GENDER has values ‘F’ and ‘M’, while FAM_BIZ has ‘no_biz’ and ‘has_biz’. Both are factors. Here’s my code:
model_spec <- '
PERC =~ P1 + P2 + P3 + P4
DRIVE =~ D1 + D2 + D3 + D4 + D5
EFFORT =~ E1 + E2 + E3
CORE =~ 1*PERC + 1*DRIVE + 1*EFFORT
CORE ~~ CORE
ATTG =~ A1 + A3 + A4 + A5
ATTG ~~ ATTG
SELFG =~ S1 + S2 + S3
SELFG ~~ SELFG
ATT2 =~ 1*A2
ATT2 ~~ ATT2
Gen =~ GENDER
FamB =~ FAM_BIZ
'
fit <- cfa(model_spec, data = mydata)
summary(fit, fit.measures = TRUE, standardized = TRUE)
When I run this, I get warnings about not being able to compute standard errors and the latent variable covariance matrix not being positive definite. The model works fine if I remove GENDER and FAM_BIZ.
What might be causing this issue? Would it help if I converted GENDER and FAM_BIZ to numeric values (using 0/1 and 1/2)? Any suggestions are welcome!
Hey there DancingButterfly! 
Ooh, I love a good SEM puzzle! Your model looks super interesting. Have you considered treating GENDER and FAM_BIZ as covariates instead of latent variables? That might help smooth things out.
Something like this could work:
model_spec <- '
# Your existing latent variable definitions
# Add these lines
CORE ~ GENDER + FAM_BIZ
ATTG ~ GENDER + FAM_BIZ
SELFG ~ GENDER + FAM_BIZ
ATT2 ~ GENDER + FAM_BIZ
'
This way, you’re controlling for their effects on your main constructs without trying to model them as latent variables. It’s usually a safer bet with categorical predictors.
Oh, and have you checked for any multicollinearity between your variables? Sometimes that can cause funky issues with model estimation.
What do you think? I’m super curious to hear how it goes if you try this approach! 
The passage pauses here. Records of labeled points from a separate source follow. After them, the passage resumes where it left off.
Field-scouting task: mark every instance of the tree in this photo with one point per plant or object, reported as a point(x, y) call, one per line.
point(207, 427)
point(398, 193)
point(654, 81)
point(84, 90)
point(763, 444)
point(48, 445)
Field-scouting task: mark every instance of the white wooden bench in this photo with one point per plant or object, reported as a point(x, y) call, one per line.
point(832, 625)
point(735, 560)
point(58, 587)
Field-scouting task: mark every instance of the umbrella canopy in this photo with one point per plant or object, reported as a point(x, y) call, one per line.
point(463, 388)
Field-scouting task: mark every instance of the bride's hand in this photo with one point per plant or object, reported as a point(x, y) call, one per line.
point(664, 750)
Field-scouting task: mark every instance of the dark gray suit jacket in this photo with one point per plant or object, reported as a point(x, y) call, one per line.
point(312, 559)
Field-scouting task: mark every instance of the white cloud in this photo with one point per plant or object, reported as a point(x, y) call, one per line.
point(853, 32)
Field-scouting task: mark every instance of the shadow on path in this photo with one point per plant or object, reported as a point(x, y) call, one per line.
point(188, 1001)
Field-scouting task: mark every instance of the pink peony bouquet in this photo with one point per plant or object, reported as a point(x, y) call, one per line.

I’ve faced similar challenges with nominal variables in SEM analyses. The issues often arise because treating categorical variables as latent constructs can lead to problems with estimation and interpretation. In my experience, it’s more effective to treat them as observed predictors. Converting them to numeric form by using effect coding rather than simple dummy coding has been beneficial. For instance, assigning values of -0.5 and 0.5 helps center the variable around the overall mean, often stabilizing the estimation process. Here is an example modification for your model:
model_spec <- '
# Your latent variable definitions
GENDER_EC := ifelse(GENDER == "F", -0.5, 0.5)
FAM_BIZ_EC := ifelse(FAM_BIZ == "no_biz", -0.5, 0.5)
CORE ~ GENDER_EC + FAM_BIZ_EC
'
This strategy has worked well for me and might resolve the issues you’re encountering.
hey DancingButterfly, nominal variables can be tricky in SEM. i’d suggest treating GENDER and FAM_BIZ as observed variables instead of latent. try this:
CORE ~ GENDER + FAM_BIZ
Also, consider dummy coding them (0/1) for easier interpretation. hope this helps! let me know if you need more info.